Elternarbeit: Aufgrund der fehlenden sprachlichen Mittel gestaltet sich die Kommunikation mit den Eltern KndtHS oft schwierig, vor allem was den Austausch über individuelle Lernentwicklungen, die Übermittlung kurzfristiger, den Schulalltag betreffender Informationen (z.B. Klassenfahrten, Ausflüge, Informationen zur Organisation im Hort) oder die Einbindung die schulische Elternarbeit betrifft (Gremienarbeit, Vor- und Nachbereitung von Schulfesten u.ä.). Zudem weisen im Regelunterricht ausgegebene Informationsblätter (Aufklärungsschreiben über Infektionskrankheiten, Materialisten, Ankündigungen von Exkursionen o.ä.) häufig eine zu große sprachliche Komplexität auf, um von Eltern KndtHS ausreichend verstanden werden zu können. Dies führt immer wieder zu Versäumnissen, Verzögerungen oder Missverständnissen, die sich für das einzelne Kind nachteilig auswirken können. Abschließend sei in diesem Zusammenhang darauf verwiesen, dass es sich aufgrund der vorhanden Sprachbarrieren ebenso schwierig gestaltet, Eltern nichtdeutscher Herkunftssprache in die Arbeit der Elternschaft einzubinden.

Vorteile hinsichtlich der Fortführung der Willkommensklassen

Die in verschiedenen Schulen mit überdurchschnittlich hohem Anteil KndtHS eingerichteten DaZ-Klassen stellten sich als eine Art geschützter „Sprach- und Kultur-Experimentierraum“ heraus. Frei von Sprechhemmnissen, Zeitdruck und Erwartungshaltungen war es KndtHS hier möglich, in kleineren Lerngruppen bewusst und sensibel mit der deutschen Sprache zu experimentieren. Vor allem das Wissen um die Tatsache, dass in den Sprachklassen ausschließlich KndtHS lernen, führte im Allgemeinen zum Abbau von Sprechhemmungen, zum besseren Verständnis von Aufgabenstellungen im Regelunterricht und nicht zuletzt zur deutlich aktiveren Teilnahme an Gesprächskreisen in den Regelklassen.

Ferner wurde mit den Sprachklassen die Möglichkeit geboten, auf individuelle Probleme beim Spracherwerb einzugehen sowie dem Erlernen der dt. Sprache die notwendigen zeitlichen Kapazitäten einzuräumen. Vor allem Kinder, die Schwierigkeiten mit dem Erlernen des deutschen Lautsystems hatten oder bei denen Traumatisierungssymptomen zu beobachten waren, profitierten von einer fachgerechten Anleitung, der geringen Klassengröße sowie der regelmäßigen und fortlaufenden Fokussierung auf den Erwerb der deutschen Sprache.

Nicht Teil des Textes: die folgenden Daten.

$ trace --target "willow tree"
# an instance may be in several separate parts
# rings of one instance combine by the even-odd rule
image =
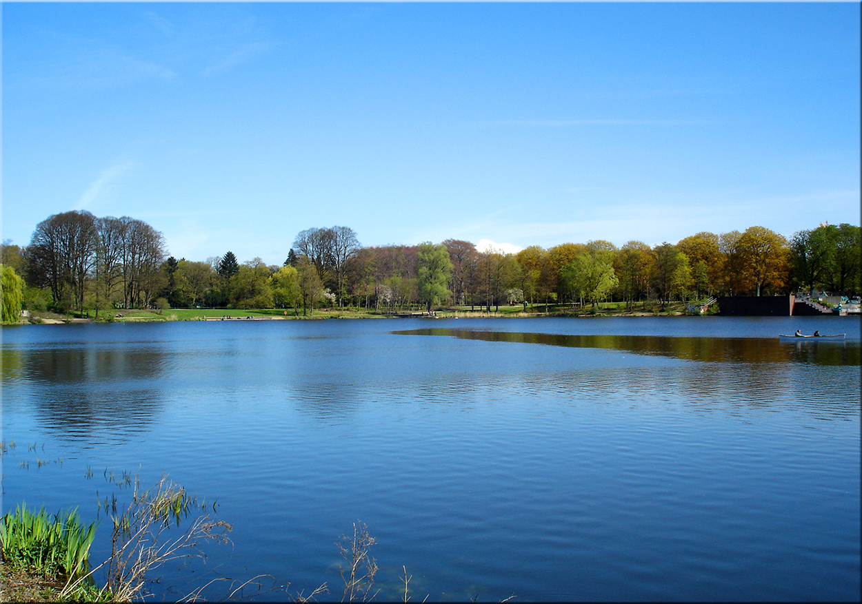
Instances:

Außerdem stellten sich die eingerichteten Sprachklassen als Räume heraus, von denen aus interkulturelles Lernen geplant, initiiert und in den gesamten Schulalltag hineingetragen werden kann. Durch verschiedene Projekte und Aktionen, die hier entworfen und von hier aus initiiert wurden, wurde Neugier bzgl. fremder Kulturen geweckt, gegenseitiges Verständnis hervorgerufen und Integration als wechselseitiger Prozess spürbar voran getrieben werden.

Nicht zuletzt erwiesen sich die Sprachklassen gleichfalls als Anlauf- und Mittlerstellen für die bzw. zwischen den Eltern KndtHS und den Lehrkräften der Regelklassen. Beide Seiten profitierten dabei von dem bei vielen DaZ-Lehrkräften vorhandenen Wissen um das Fremdkulturelle und vielfachen interkulturellen Erfahrungen. Missverständnisse und sich anbahnende Probleme zwischen den Lehrkräften und Eltern, die ihren Ursprung in kulturell andersartigen Vorstellungen und Erwartungshaltungen finden, konnten durch das Hinzuziehen von DaZ-Lehrkräften häufig bewusst gemacht, entschärft und gelöst werden.